The subm. w incl. [%] column shows the percentage of submodules that include any headers and for the ones that do, 1 in bitvec. [%] shows how sparse are the bitvectors on average (what percentage of 1 bits they contain).

It seems like smaller modules are generally better off with bitvectors, but for larger modules with greater cumulative number of includes, the bitvectors get long and sparse. And it's the larger modules whose size ends up impacting the overall size of module cache. I think that matches my intuition and roughly corresponds to your own measurements.

(Note that in any case, the module cache growth is negligible: .071% for ID vector and .077% for bitvector.)

Given that, I think we should commit this patch with ID vectors, even though in isolation (without D112915) it's the worse solution. WDYT?

Given that, I think we should commit this patch with ID vectors, even though in isolation (without D112915) it's the worse solution. WDYT?

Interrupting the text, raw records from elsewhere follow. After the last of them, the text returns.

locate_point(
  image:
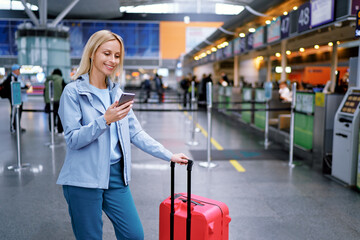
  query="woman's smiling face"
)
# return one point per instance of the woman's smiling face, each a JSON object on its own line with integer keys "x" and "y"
{"x": 106, "y": 58}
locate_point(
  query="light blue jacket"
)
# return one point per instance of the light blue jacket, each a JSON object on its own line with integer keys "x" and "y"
{"x": 87, "y": 161}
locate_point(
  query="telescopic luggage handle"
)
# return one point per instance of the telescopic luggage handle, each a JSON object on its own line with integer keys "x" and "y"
{"x": 172, "y": 209}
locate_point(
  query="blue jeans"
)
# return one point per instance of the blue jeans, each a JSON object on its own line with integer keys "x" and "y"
{"x": 86, "y": 206}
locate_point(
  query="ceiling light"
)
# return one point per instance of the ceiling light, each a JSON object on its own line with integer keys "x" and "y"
{"x": 186, "y": 19}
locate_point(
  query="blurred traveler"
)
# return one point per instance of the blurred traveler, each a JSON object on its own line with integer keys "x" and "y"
{"x": 14, "y": 76}
{"x": 159, "y": 87}
{"x": 58, "y": 85}
{"x": 185, "y": 84}
{"x": 202, "y": 90}
{"x": 284, "y": 92}
{"x": 146, "y": 87}
{"x": 97, "y": 168}
{"x": 342, "y": 87}
{"x": 224, "y": 81}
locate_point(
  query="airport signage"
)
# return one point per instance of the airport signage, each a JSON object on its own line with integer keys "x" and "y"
{"x": 322, "y": 11}
{"x": 273, "y": 33}
{"x": 304, "y": 19}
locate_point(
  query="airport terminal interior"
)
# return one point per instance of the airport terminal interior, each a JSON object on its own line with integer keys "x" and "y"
{"x": 262, "y": 95}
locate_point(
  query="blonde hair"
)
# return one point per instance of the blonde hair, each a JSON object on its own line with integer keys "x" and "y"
{"x": 90, "y": 48}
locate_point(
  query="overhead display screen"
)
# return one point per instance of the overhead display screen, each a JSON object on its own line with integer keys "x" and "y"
{"x": 304, "y": 19}
{"x": 351, "y": 104}
{"x": 322, "y": 11}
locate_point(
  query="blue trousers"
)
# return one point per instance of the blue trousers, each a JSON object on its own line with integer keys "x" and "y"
{"x": 86, "y": 206}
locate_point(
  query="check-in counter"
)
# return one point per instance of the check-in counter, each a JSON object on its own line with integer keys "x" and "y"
{"x": 304, "y": 120}
{"x": 326, "y": 106}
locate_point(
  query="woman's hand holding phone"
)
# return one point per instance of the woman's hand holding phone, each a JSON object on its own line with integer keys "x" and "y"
{"x": 117, "y": 112}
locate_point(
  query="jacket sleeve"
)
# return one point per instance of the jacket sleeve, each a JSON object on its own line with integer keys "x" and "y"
{"x": 144, "y": 141}
{"x": 77, "y": 135}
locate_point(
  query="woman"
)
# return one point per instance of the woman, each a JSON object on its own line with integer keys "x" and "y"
{"x": 96, "y": 171}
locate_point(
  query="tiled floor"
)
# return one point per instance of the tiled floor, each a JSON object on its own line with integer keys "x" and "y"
{"x": 267, "y": 201}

I have to admit that I think ID vector code is easier to understand and the format is easier to understand. And if bitvector approach is more complicated but doesn't gain us much in efficiency, then I think it's not worth pursuing. Though I'm glad and grateful that you've tried bitvector approach, that's very helpful.

My preference is to use ID vectors but I'm open to other opinions as I might be missing other trade-offs besides complexity and .pcm file size.

And I want to thank you for checking the sparseness of submodules and how with the bigger modules the impact of the sparseness becomes more pronounced.